The centre of the city was soon reduced to a desert of rubble; essential services were completely disorganized; within a mile of the Cathedral all roads were quite unusable; most buses and trams were destroyed; the railway systems were out of operation and transport ceased to exist. Gas, electricity and water were no longer available. The anti-aircraft gun crews having run oat of ammunition, joined the firemen and Civil Defence workers, who, in the midst of now uncontrollable fires were tearing ineffectually at the debris with their bare hands to release those entombed below.

Shortly after the last bomber had departed the cold steel-grey dawn came at last and uncanny silence prevailed - only the crackle of burning house frames broke the stillness in the air. We emerged from our shelter dazed and numb with cold and began to salvage what we could from the rubble. It was then that we shouted and cried with joy as our father appeared over the top of a pile of bricks.

Faces blackened and in bedroom slippers, like a small band of refugees we set out to walk out of the city. Our route took us through numerous detours along rubble strewn and crater ridden streets. At the foot of one particular crater lay a double-decker bus. Around us was a scene of utter devastation and disorder, the only symmetry being the neat rows of the victims' bodies laid out on the few open space available. Over six hundred civilians were killed during the night and twelve hundred received hospital treatment, a terrible toll, but mercifully low for such devastation. Fifty thousand private houses alone were completely destroyed or damaged, and in the city centre only 31 out of 975 buildings remained intact. But our family was alive and we trudged on.

Bill Cowling supplied these excellent images of Coventry centre before and after the Blitz which bring back vividly the impact of the bombing.
Bablake School had not gone unscathed.
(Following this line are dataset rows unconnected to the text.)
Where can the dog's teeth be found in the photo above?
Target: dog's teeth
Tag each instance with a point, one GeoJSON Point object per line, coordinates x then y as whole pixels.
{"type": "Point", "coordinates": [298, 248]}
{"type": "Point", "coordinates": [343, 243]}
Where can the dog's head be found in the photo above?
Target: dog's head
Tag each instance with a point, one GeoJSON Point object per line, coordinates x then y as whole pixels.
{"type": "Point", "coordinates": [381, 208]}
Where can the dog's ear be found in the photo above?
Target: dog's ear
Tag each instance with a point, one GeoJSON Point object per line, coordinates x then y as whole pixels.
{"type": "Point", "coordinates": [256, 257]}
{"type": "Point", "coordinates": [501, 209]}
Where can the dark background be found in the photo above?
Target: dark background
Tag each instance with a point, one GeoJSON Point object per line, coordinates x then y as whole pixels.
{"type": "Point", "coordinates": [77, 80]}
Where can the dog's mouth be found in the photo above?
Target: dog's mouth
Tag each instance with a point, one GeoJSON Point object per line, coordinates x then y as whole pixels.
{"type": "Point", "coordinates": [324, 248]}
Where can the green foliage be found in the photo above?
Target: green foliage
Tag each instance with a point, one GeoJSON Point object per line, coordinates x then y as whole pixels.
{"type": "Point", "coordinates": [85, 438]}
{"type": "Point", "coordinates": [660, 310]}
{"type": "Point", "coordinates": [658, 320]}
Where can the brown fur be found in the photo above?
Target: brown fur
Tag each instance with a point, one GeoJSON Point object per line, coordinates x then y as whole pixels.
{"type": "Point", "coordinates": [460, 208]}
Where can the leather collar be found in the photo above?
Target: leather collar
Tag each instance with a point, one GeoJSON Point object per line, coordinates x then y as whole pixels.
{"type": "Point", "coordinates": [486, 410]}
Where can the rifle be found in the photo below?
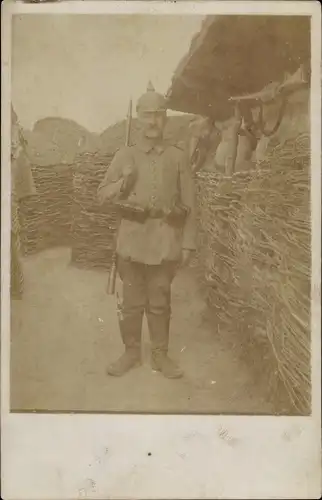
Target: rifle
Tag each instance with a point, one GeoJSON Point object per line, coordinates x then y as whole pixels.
{"type": "Point", "coordinates": [113, 271]}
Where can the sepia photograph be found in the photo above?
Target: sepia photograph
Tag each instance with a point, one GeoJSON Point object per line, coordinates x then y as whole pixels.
{"type": "Point", "coordinates": [161, 214]}
{"type": "Point", "coordinates": [160, 250]}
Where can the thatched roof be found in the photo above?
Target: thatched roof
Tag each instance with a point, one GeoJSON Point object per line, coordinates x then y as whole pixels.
{"type": "Point", "coordinates": [236, 55]}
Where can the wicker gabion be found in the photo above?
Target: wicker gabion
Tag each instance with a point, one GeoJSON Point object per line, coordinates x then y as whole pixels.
{"type": "Point", "coordinates": [93, 227]}
{"type": "Point", "coordinates": [255, 255]}
{"type": "Point", "coordinates": [45, 218]}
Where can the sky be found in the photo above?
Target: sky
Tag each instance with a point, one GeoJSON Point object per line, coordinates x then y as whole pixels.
{"type": "Point", "coordinates": [87, 67]}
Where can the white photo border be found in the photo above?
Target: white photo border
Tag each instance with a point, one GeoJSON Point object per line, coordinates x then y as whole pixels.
{"type": "Point", "coordinates": [69, 456]}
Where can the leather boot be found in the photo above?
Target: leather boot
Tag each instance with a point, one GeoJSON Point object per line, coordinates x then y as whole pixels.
{"type": "Point", "coordinates": [130, 359]}
{"type": "Point", "coordinates": [161, 362]}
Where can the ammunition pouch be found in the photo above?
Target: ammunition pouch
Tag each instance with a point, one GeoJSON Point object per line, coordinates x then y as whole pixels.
{"type": "Point", "coordinates": [175, 217]}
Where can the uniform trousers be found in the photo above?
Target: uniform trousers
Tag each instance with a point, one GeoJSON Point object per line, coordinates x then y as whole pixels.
{"type": "Point", "coordinates": [146, 290]}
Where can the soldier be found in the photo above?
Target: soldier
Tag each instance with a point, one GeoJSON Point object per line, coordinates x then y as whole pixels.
{"type": "Point", "coordinates": [22, 186]}
{"type": "Point", "coordinates": [151, 184]}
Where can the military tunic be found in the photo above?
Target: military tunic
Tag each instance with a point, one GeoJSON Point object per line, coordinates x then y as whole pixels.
{"type": "Point", "coordinates": [148, 252]}
{"type": "Point", "coordinates": [22, 186]}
People had been killed while in the school shelters and incendiary bombs fell into the prep room but were extinguished while the school library and its contents were completely destroyed. Bucketsfull of human remains were stored in the hallways. The decision was made to evacuate boys, books and teachers to Lincoln and I was in a train carriage on the way to my fourth grammar school building albeit without a name change.